When a young tissue section is transferred to a medium containing all nutrients essential for maintenance of life activity (White’s or Murashige and Skoog’s medium), an undifferentiated mass of cells (a callus) grows and will continue to grow indefinitely on such a medium if transferred at regular intervals. However, if the ratio of some nutrients in the medium, particularly hormones like auxin and cyto­kinin, are altered, differentiation may start and plantlets may be produced, which may later grow into normal plants capable of flowering and fruiting.

However, all plants do not respond similarly; thus, while some may respond to kinetin, others prefer zeatin and still others may need benzyladenine. In the cases of auxins also IAA, NAA and 2, 4-D are not always equally effective. There are also plants which do not respond to any such treatment. While these studies indicate that hormonal substances play very important roles in differentiation, we have to know a lot more about their interaction and the cell components concerned with differentiation.

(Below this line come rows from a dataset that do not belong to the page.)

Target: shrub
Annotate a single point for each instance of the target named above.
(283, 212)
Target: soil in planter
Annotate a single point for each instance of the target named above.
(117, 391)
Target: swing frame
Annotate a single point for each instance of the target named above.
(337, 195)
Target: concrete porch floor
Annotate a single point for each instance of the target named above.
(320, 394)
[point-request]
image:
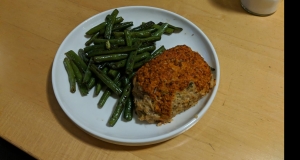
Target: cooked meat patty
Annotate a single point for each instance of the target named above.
(170, 84)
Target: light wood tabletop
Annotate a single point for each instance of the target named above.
(245, 120)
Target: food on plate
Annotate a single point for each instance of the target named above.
(170, 84)
(114, 51)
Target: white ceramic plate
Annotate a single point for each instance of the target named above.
(83, 111)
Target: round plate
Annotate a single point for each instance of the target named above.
(84, 112)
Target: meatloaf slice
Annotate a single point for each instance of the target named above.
(170, 84)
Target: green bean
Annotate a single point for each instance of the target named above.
(146, 49)
(77, 72)
(120, 106)
(122, 63)
(91, 40)
(83, 56)
(77, 60)
(71, 74)
(161, 30)
(130, 62)
(91, 83)
(148, 39)
(108, 91)
(101, 26)
(110, 24)
(99, 84)
(87, 74)
(100, 46)
(96, 29)
(143, 26)
(122, 26)
(106, 80)
(98, 87)
(113, 73)
(111, 41)
(166, 31)
(82, 89)
(139, 64)
(175, 29)
(128, 109)
(116, 50)
(138, 34)
(127, 37)
(109, 57)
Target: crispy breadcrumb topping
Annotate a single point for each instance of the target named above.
(171, 72)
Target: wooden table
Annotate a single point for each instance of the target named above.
(245, 121)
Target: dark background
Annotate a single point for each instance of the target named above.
(11, 152)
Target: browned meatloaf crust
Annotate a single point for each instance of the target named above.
(170, 84)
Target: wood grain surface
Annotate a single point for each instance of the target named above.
(245, 121)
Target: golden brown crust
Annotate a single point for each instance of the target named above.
(172, 72)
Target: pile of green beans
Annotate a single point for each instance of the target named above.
(113, 53)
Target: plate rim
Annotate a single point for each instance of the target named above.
(156, 139)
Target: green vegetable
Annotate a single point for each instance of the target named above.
(108, 91)
(77, 60)
(161, 30)
(106, 80)
(120, 105)
(130, 62)
(143, 26)
(109, 57)
(111, 51)
(128, 109)
(87, 74)
(71, 74)
(122, 63)
(110, 23)
(128, 37)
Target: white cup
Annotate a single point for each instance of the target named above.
(260, 7)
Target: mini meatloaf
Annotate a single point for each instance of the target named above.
(170, 84)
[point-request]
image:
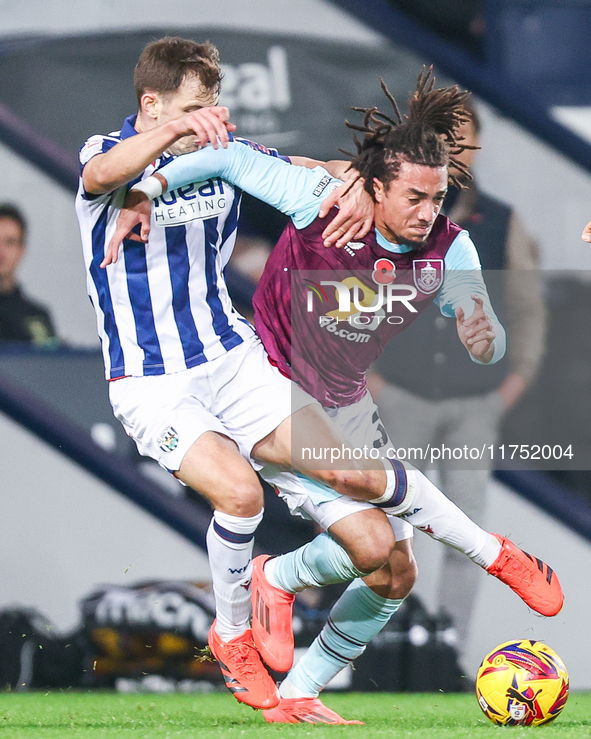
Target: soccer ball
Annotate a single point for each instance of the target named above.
(522, 683)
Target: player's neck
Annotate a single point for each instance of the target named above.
(144, 122)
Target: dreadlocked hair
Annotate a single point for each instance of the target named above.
(427, 135)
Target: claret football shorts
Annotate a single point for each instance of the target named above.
(360, 424)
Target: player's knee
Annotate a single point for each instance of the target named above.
(372, 552)
(245, 500)
(364, 484)
(403, 582)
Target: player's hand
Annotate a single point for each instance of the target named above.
(137, 209)
(209, 125)
(476, 333)
(355, 215)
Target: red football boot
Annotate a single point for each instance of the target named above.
(304, 711)
(243, 671)
(533, 581)
(271, 619)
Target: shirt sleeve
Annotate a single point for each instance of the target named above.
(296, 191)
(462, 279)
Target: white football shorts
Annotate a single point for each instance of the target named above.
(360, 424)
(239, 394)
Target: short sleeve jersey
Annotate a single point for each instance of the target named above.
(163, 306)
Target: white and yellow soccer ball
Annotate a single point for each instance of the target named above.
(522, 683)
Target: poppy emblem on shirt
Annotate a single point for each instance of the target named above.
(427, 274)
(384, 271)
(168, 440)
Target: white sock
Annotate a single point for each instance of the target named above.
(441, 519)
(288, 690)
(230, 541)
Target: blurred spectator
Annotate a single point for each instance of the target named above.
(460, 21)
(429, 392)
(20, 318)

In recent years single cell and protoplasts are used extensively in probing the secrets of differentiation and other life processes. Success has been claimed with respect to fusion of protoplasts belonging to same and even different species or genera—although regene­ration of intact plants has been difficult. Unicellular algal cells, plasmids and isolated DNA molecules have been incorporated in protoplasts and plant cells.

It has been claimed that the nif gene (responsible for nitrogenase activity) has been introduced in eukaryotic cells, but such cells have not survived through several generations. The cause of this failure is not known. Obviously many hurdles have to be crossed before such efforts become successful. We can certainly be optimistic, since progress in this field is very rapid.